—¿Creéis que esto es una puta democracia? —pregunta el Gobernador con voz crispada y ronca, haciendo temblar las paredes de hormigón de la sala privada que hay justo debajo del quiosco del estadio, mientras limpia el suelo con su guardapolvo empapado de sangre.
En la impoluta habitación que una vez fuera oficina de contabilidad y archivo del recinto sigue estando la caja fuerte reventada en un rincón. Sin embargo, el único mobiliario que ahora la ocupa es una mesa de reuniones larga y deslucida, unos calendarios de chicas desnudas colgados en la pared y un par de escritorios con algunas sillas giratorias colocadas boca abajo sobre ellos.

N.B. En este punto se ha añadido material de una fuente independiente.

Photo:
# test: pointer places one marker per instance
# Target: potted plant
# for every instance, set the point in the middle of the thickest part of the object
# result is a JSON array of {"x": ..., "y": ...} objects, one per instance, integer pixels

Compungidos y en silencio, Martínez y Lilly se sientan en unas sillas plegables que hay apoyadas en la pared mientras Bruce y Gabe los observan muy de cerca con las armas preparadas. Una tensión electrizante se respira en la habitación.
—Al parecer, habéis olvidado que este lugar subsiste por una sola razón. —El Gobernador hace pausas en el discurso debido a los tics y los movimientos nerviosos que le ha provocado el impacto del táser. Tiene la cara y la ropa llenas de sangre seca y el pelo enmarañado—. ¡Subsiste porque soy yo el que lo hace funcionar! ¿Veis bien todo esto? ¡Esto es lo que hay de menú si queréis comer! ¡Si queréis vivir en un puto paraíso o en un oasis de compañerismo y amistad, llamad a la puta Rana Gustavo! ¡Esto es la guerra, joder!

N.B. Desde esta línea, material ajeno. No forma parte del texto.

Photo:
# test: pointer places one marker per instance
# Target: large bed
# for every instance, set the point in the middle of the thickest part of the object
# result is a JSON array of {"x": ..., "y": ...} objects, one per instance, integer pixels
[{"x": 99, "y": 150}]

Hace una pausa de reflexión que provoca un gran silencio que oprime la sala.
—¿Habéis consultado a esos cabrones de las gradas si quieren democracia? ¿Quieren amistad y buen rollo, o quieren a alguien que les organice toda su puta vida e impida que los zombies se los coman para merendar? —pregunta con los ojos encendidos—. ¡Creo que ya se os ha olvidado cómo era esto cuando Gavin y sus guardias estaban al mando! ¡Se os ha olvidado que hemos sido nosotros quienes lo hemos arreglado. Los que hemos…!
Alguien llama a la puerta exterior e interrumpe los gritos. El Gobernador contesta:
—¿Qué?
A continuación, el pomo se gira y la puerta se abre unos centímetros con un crujido.
El granjero de Macon entra en la sala con semblante avergonzado y con la AK-47 colgada de un hombro.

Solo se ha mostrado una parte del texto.